With more than 500,000 people taking part in last years Veganuary, and even more set to join the initiative this January, how can you get involved?
Speaking to Pia Werzinger from the Vegan Recipe Club, she and the team have provided some tips for kick-starting Veganuary.
Give oat milk a try
“Research suggests that most people prefer oat milk as a substitute to dairy. Unlike it’s dairy counterpart, it’s low in fat, lactose-free, and high in vitamins and fibre, making it easier to digest; and it promotes a healthy digestive system!”
Chose a vegan option when you eat out or order in
“With Veganuary in full swing, many restaurants and eateries have special plant-based options as alternatives to their regular meat dishes.”
Switch to vegan ‘meat’
“You might find that some foods or dishes are a bit harder to give up. But fear not! There’s a huge market with mind-blowingly realistic vegan meat substitutes out there. They’re often a good source of protein, fibre, folate, iron, and B-vitamins, while containing less saturated fat and cholesterol than for example ground beef.”
Going vegan this January also doesn’t mean saying goodbye to fast food either, with many establishments now having an array of plant-based options. Burger King are the latest to introduce a vegan option, with their vegan nuggets.

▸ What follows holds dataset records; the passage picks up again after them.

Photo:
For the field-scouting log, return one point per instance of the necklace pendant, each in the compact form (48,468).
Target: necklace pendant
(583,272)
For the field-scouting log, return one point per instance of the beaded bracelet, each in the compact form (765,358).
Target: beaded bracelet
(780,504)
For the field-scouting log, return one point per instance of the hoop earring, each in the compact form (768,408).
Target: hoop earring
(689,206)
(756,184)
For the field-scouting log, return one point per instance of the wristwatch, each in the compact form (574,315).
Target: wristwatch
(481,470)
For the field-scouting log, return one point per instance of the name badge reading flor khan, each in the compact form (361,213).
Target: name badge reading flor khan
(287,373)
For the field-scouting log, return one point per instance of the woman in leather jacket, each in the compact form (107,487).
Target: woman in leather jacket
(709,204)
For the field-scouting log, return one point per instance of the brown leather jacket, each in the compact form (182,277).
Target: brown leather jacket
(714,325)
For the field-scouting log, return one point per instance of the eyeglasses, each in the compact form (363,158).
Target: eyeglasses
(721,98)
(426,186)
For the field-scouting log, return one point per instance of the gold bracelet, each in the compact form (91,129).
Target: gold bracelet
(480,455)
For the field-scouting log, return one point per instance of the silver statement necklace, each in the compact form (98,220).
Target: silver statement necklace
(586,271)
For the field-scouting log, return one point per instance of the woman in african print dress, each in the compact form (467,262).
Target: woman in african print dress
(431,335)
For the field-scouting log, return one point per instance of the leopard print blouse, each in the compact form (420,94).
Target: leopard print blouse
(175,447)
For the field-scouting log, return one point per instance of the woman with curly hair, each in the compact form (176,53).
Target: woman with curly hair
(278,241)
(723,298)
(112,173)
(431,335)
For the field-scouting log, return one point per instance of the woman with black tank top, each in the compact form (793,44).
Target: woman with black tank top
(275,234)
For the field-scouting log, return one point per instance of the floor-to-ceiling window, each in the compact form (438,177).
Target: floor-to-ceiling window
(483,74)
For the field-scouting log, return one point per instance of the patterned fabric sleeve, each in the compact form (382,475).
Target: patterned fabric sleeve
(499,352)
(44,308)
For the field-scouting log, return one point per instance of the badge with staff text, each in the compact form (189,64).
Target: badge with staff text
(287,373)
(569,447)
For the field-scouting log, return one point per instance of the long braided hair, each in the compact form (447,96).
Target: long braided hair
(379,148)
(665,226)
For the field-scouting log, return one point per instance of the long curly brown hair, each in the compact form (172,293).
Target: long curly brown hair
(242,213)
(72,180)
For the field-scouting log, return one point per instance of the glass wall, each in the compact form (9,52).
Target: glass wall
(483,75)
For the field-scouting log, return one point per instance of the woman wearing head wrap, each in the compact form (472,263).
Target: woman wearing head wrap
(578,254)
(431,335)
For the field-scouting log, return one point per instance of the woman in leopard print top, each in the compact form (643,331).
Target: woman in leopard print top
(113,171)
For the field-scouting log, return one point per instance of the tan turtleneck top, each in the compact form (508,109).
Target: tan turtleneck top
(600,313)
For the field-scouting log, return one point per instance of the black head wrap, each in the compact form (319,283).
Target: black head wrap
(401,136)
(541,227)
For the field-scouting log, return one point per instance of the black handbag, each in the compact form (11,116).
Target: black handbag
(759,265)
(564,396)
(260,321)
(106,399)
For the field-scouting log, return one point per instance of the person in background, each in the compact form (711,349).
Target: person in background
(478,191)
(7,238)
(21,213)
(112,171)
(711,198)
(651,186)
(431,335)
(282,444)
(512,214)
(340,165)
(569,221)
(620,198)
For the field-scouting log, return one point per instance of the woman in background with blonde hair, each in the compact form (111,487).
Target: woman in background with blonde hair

However, speaking to nutritionist Megan Jane, she suggests that veganism may not be the best diet. “Whilst a vegan diet can be associated with lower risks of certain health problems, including high blood pressure, high cholesterol and obesity, veganism requires supplementation and meticulous meal planning.”
“If meals aren’t planned properly, vegans can lack essential nutrients such as iron, calcium and vitamin B12, which can cause health problems in their own right.”
Will you be taking part in Veganuary?